If all went well, you may have noticed during playback that when 4 notes are held down, new notes will steal an existing voice. This logic is all handled in the AudioWorkletProcessor.
In its constructor we retrieve our shared array buffer, instantiate a new RingBuffer and a NoteEventReader class.
class Synth extends AudioWorkletProcessor {
// etc...
constructor(options) {
super(options);
const sab = options.processorOptions.sab;
const ringBuffer = new RingBuffer(sab, Uint8Array);
this.notesReader = new NoteEventReader(ringBuffer);
// etc...
}
}
This NoteEventReader class does the inverse of the NoteEventWriter, by dequeuing data from the ringbuffer.
class NoteEventReader {
constructor(ringbuf) {
this.ringbuf = ringbuf;
this.mem = new ArrayBuffer(NOTE_EVENT_SIZE);
this.array = new Uint8Array(this.mem);
this.view = new DataView(this.mem);
}
/**
* Attempt to dequeue a single note event change.

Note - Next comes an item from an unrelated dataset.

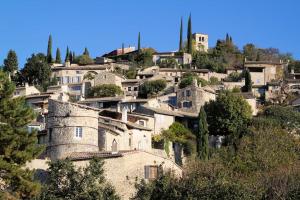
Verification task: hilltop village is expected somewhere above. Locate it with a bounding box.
[1,16,300,200]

* @param {Object} o An object to provide four properties: `pitch, id, stage, time
* @return true if a note change has been dequeued, false otherwise.
*/
dequeueChange(o) {
if (this.ringbuf.empty()) {
return false;
}
const rv = this.ringbuf.pop(this.array);
o.pitch = this.view.getUint8(0);
o.id = this.view.getUint32(1, true);
o.stage = this.view.getUint8(5);
o.time = this.view.getFloat64(6, true);
return rv === this.array.length;
}
}
Once dequeued, that data will no longer exist in the ring buffer. Next comes a VoiceAllocator class to distribute notes to voices. When processing, we allocate notes which fall within the current rendering quantum and add to a queue future ones for later use. In the process function first we handle note events from the NoteEventReader and then the queued events.
class VoiceAllocator {
// Used to avoid allocations in realtime
noteEventPool = Array(MAX_NOTES_IN_POOL)
.fill()
.map(() => ({
pitch: 0,
id: 0,
stage: 0,
time: 0,
}));
noteEventPoolIndex = 0;
// etc...
process() {
const blockStartTime = currentTime;
const blockEndTime = currentTime + RENDER_QUANTUM * sampleDuration;
for (let frame = 0; frame < RENDER_QUANTUM; frame++) {
let noteEvent;
while (true) {
noteEvent = this.noteEventPool[this.noteEventPoolIndex];
if (!this.noteReader.dequeueChange(noteEvent)) {
break;
}
this.noteEventPoolIndex =
(this.noteEventPoolIndex + 1) % MAX_NOTES_IN_POOL;
if (noteEvent.time >= blockEndTime) {
this.addNoteToQueue(noteEvent);
} else {
this.allocateNote(noteEvent, frame);
}
}
}
while (this.noteQueue.length > 0 && this.noteQueue[0].time < blockEndTime) {
const note = this.noteQueue.shift();
if (note.time < currentTime) {
console.log("Missed task", note);
}
const frame = Math.floor((note.time - blockStartTime) / sampleDuration);
this.allocateNote(note, frame);
}
}
}
To avoid allocating new memory in the process method, we dequeue into pre-allocated note event objects found in the noteEventPool array stored in the Voice Allocator class.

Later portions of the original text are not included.